Unfortunately, it seems to be a bit stalling. Sometimes, I have 0.1 torrent per second, but it is usually 10 times less…

Since some of you have millions of torrents maybe you are interested in add support for other databases that scale better than SQLite. Some users are having request timeouts in magneticow due to poor performance in SQLite.

I don't have time to work on this issue, but maybe some of you do. Jackett/Jackett#10174 (comment)

UPDATE: Of course, having a faster backend will increase the discovery/indexing speed too. There is an attempt to include Postgres but I think it's abandoned #214

@ngosang It's not abandoned, it's working for me more than a year for now 😄

I've just forgot about it because Bora didn't answer to my question. I think I can make the last change he asked soon, but I'm not sure he'll merge it because he's not supporting magnetico for a long time.

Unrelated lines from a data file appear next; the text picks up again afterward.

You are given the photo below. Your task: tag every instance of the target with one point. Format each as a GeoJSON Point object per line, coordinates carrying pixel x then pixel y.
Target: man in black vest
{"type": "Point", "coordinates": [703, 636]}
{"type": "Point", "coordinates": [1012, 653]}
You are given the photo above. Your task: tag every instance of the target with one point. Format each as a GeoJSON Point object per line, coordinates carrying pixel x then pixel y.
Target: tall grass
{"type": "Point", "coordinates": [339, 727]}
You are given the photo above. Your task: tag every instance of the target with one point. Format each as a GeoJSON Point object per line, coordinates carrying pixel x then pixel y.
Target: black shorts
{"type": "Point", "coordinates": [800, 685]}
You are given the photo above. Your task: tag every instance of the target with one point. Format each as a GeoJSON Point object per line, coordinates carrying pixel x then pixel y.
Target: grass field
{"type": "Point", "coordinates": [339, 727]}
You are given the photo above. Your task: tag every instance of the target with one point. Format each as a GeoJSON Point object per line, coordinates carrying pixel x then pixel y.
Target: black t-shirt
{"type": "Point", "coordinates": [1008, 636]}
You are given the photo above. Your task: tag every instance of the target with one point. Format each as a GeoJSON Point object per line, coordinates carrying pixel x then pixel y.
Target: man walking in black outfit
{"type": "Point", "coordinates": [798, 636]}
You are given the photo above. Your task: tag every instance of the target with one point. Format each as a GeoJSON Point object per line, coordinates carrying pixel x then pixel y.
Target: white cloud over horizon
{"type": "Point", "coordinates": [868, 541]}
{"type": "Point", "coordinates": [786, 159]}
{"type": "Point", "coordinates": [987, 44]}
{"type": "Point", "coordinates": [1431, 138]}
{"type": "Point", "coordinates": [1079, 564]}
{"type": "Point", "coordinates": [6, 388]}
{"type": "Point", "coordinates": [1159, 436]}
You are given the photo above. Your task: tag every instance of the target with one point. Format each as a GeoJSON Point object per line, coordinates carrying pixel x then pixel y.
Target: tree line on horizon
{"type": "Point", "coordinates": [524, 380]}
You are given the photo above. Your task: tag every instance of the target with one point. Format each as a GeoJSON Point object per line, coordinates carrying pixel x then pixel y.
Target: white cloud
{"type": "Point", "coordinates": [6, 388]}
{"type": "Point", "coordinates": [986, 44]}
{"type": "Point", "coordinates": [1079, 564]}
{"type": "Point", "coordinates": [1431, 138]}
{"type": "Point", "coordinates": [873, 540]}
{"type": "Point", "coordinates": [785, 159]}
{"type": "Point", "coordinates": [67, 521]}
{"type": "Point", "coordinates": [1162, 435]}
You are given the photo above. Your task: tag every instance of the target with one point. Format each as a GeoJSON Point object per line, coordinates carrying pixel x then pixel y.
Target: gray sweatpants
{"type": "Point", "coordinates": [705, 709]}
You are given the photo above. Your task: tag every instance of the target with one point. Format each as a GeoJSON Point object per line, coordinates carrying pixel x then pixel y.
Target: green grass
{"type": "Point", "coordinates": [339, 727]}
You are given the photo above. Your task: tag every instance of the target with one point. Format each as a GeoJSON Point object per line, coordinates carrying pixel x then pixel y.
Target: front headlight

UPD: You can test it using this Docker image: https://hub.docker.com/r/skobkin/magneticod

@ngosang commented on 15 nov. 2020 à 13:01 UTC+1:

UPDATE: Of course, having a faster backend will increase the discovery/indexing speed too.

Since magneticod is not using 100% of a CPU, I don't think this is the current bottleneck.

@Glandos SQLite is really a bottleneck sometimes. It'll not use 100% of CPU because it's most likely using 100% of the disk.
Probably you can tweak SQLite when initializing the client to use very big caches and so on, but I'm not sure that it'll outperform MySQL or PostgreSQL though.

I don't have time to check it, so I can be wrong. If someone can check the disk usage (IOPS, throughput, latency) when searching torrents in VERY LARGE database, let us know.

From my experience as software architect if you have a 10GB database, the SQLite read performance is between 100 and 1000 times slower than other relational databases like MySQL, Postgres, Oracle.
If the entire database does not fit in memory then all databases have to read from disk at some point. The difference is that SQLite does not have several levels of cache in memory with the table indexes, most common queries, etc. With each query you have to read much more data from disk than other databases. I saw 32GB exports in this post. You should notice an amazing improvement in both indexing and search.

BTW, I've just updated the PR with PostgreSQL eliminating the last "problem" which was pointed a year ago.

It was merged!

@skobkin Now, how do I migrate my data from SQLite to Postgres? lol

@kescherCode See this comment.

Be aware that magneticow does not work with PostgreSQL as of now.